Na "duże" nasypy świezym gruntem biorę walce okołkowane samobieżne, gabaryty małe, świetna sprawa a i pracownicy mają zabawę jak sobie takim walcem pojeżdża.
Przy takiej zageszczarce jak miałeś z 400 kg bez problemu zagesciła grunt do tego metra, jeszcze jak jeździłeś kilkanaście razy. Wszystko jest ok.

----------


## antech

> Zawsze jest "ok"... do czasu gdy podłoga nie siądzie ...
> Acha i jeszcze jedno - im cięższa zagęszczarka tym większe wibracje wali w grunt... a poprzez grunt przekazuje je na ściany fundamentowe - jeżeli były wykonane z bloczków betonowych na zaprawie i zasmarowanych tylko mazidłem typu dysperbit to niestety już jest dawno "po izolacji". Na 99% któraś spoina strzeliła jak nie cały bloczek...


Z tym się zgodze że jeżeli był nakładany dysperbit, który nie jest elastyczny, to izolacja tylko jest, ale nie jest ciagła, gdzieś pękła

----------


## forgetit

> Zibig..walce drogowe zageszczaja do 2 m 
> Na "duże" nasypy świezym gruntem biorę walce okołkowane samobieżne, gabaryty małe, świetna sprawa a i pracownicy mają zabawę jak sobie takim walcem pojeżdża.


del ...

----------


## Pawel78

Wynajmij geologa niech Ci sprawdzi stopień zagęszczenia

----------


## wanker

> Witam,mam małe pytanie dotyczące zagęszczenia piasku pod chudziaka.
> Wiem ze powinno się zagęszczać warstwy 30cm,ale u mnie panowie się pospieszyli i zasypali całość było ze 90 cm..
> Wiec jak tak zrobili to musiałem użyć cięższego sprzętu,zamówiłem 400kg zagęszczarkę.Trochę ważyła.
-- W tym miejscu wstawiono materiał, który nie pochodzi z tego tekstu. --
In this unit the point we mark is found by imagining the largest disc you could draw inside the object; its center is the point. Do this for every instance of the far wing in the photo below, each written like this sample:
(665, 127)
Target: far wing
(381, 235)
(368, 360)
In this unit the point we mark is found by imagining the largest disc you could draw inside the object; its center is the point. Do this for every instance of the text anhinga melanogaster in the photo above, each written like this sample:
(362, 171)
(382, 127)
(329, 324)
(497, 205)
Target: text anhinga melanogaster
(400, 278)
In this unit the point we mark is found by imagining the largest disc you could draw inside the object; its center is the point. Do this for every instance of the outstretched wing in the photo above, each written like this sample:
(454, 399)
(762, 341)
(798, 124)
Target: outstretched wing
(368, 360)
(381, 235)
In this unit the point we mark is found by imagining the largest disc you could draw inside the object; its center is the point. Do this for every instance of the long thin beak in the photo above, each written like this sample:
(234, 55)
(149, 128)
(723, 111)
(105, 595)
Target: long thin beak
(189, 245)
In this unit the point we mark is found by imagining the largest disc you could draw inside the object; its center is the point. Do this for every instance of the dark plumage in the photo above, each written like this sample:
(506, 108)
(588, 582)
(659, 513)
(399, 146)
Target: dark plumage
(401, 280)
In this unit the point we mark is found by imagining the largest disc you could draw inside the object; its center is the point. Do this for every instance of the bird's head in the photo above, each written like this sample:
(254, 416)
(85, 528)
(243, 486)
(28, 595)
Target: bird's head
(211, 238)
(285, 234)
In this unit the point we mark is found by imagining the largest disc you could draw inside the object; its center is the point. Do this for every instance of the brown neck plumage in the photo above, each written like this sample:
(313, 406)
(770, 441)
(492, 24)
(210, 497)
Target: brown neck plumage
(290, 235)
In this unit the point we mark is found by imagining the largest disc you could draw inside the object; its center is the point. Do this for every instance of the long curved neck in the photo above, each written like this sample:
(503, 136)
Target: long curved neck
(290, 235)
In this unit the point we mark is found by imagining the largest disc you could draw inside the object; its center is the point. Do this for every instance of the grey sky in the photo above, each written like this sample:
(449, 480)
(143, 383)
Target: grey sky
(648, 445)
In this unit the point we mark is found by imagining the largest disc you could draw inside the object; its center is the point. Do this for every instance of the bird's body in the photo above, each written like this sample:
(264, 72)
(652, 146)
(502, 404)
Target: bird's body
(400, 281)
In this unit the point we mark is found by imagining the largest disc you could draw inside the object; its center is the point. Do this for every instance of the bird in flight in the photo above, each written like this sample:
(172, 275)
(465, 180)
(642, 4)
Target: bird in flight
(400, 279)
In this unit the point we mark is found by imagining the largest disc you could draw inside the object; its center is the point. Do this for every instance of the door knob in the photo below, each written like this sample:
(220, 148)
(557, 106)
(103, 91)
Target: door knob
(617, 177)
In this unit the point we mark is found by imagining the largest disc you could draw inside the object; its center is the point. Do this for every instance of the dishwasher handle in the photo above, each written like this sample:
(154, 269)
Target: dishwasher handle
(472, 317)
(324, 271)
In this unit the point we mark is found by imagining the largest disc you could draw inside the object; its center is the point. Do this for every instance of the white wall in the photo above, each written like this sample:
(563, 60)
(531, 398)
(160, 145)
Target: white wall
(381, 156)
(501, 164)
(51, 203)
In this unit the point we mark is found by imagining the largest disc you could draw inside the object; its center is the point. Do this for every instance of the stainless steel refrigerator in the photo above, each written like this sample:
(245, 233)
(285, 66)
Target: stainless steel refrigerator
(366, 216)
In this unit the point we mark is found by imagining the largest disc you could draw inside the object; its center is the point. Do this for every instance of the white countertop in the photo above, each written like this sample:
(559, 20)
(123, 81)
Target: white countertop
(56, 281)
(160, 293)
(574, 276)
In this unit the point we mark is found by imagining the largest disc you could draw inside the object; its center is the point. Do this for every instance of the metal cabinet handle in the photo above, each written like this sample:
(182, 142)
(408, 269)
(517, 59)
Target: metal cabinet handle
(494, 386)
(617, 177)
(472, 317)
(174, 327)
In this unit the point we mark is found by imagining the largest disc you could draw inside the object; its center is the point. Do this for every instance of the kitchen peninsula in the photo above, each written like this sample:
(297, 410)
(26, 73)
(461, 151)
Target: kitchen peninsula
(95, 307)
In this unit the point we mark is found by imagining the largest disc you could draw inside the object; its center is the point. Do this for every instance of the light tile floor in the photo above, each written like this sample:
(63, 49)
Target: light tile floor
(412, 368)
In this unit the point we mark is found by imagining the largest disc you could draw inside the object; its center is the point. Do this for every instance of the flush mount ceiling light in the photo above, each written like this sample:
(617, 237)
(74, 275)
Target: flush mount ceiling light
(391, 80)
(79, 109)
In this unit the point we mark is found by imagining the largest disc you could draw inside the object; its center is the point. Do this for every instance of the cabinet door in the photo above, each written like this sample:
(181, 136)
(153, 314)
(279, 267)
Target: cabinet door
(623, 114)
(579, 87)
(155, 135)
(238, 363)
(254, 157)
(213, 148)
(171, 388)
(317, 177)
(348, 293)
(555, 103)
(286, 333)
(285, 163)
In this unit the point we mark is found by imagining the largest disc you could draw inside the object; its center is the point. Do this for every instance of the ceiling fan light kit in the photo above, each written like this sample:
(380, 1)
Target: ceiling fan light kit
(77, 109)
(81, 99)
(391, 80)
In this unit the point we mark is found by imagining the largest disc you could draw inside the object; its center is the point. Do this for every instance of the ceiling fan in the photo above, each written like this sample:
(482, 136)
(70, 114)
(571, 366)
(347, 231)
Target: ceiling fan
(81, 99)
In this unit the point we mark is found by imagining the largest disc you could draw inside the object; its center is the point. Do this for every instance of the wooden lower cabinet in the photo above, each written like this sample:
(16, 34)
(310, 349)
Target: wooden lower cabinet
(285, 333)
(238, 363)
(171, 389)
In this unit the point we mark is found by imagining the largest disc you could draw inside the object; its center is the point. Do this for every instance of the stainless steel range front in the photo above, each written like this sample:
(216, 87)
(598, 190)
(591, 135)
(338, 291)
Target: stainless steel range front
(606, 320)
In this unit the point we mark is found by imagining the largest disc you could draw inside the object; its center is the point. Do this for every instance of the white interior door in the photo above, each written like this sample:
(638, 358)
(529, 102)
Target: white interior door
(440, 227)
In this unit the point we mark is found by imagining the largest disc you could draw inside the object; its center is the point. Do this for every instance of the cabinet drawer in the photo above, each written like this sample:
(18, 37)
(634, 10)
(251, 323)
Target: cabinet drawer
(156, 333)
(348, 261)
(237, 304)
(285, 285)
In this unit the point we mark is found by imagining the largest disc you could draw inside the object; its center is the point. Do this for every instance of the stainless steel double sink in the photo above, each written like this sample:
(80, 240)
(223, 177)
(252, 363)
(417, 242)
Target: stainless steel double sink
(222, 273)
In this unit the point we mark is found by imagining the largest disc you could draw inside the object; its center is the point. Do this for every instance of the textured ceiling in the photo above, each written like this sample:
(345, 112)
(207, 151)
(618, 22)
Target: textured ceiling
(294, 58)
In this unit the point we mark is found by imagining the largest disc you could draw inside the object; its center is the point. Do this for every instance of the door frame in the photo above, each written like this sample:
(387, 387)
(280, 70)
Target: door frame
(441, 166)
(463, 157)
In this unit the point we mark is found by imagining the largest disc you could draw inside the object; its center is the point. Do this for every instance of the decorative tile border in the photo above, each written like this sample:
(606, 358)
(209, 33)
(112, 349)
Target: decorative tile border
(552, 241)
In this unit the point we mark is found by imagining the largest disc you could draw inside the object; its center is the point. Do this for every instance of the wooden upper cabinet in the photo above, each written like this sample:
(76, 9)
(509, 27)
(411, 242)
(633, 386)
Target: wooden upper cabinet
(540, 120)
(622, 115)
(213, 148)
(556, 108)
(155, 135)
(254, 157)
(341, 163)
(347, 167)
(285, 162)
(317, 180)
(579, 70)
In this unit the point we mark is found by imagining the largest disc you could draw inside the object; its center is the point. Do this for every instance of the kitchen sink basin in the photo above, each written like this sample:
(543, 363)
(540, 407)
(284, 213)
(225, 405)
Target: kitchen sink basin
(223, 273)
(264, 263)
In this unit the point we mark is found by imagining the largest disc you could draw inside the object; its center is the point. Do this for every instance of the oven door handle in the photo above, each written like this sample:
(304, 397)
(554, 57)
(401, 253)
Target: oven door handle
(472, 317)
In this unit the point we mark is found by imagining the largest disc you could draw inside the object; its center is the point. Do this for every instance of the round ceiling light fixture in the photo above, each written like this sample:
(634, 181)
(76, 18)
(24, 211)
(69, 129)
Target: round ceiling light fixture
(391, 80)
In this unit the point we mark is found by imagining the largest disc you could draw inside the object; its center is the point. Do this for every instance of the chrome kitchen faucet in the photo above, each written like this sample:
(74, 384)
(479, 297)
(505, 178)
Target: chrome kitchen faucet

Zagęszczaliśmy 3 dni ,przed uruchomianiem sprzętu zawsze dobrze zlaliśmy piasek woda,
> Czy przy użyciu takiego sprzętu podsypka została dobrze zagęszczona????
> Jak to widzicie???
> Chudziak jest gruby od 12 do 15 cm.bez zbrojenia.Ścianki działowe s z betonu komórkowego 11,5cm.
> Czy to wystarczy aby utrzymać ciężar ścianek?
> Co z siadaniem podłogi jej możliwym pękaniem?


co z bzdury, scianki nie powinno sie murowac na chudziaku :big tongue:

----------


## Pawel78

> co z bzdury, scianki nie powinno sie murowac na chudziaku


a jak?

----------


## zibik_eng

> Wynajmij geologa niech Ci sprawdzi stopień zagęszczenia


Banał... nie doczytałeś jednego detalu - na tym niepoprawnie zagęszczonym piachu jest już dawno wykonany chudziak 15 cm i pewnie dużo więcej...
Oczywiście nie ma rzeczy, których "nie da się" zrobić, do badania zagęszczenia wystarczy wyciąć w chudziaku kilka dziur 0,5x0,5 m i pobadać - problem jest tylko jeden *ile to będzie kosztować*.  :big lol: 

Zarówno jeżeli chodzi o wycinanie, badanie jak i decyzja co dalej ? jak wyniki będą nie takie jak oczekuje oszczędny inwestorek...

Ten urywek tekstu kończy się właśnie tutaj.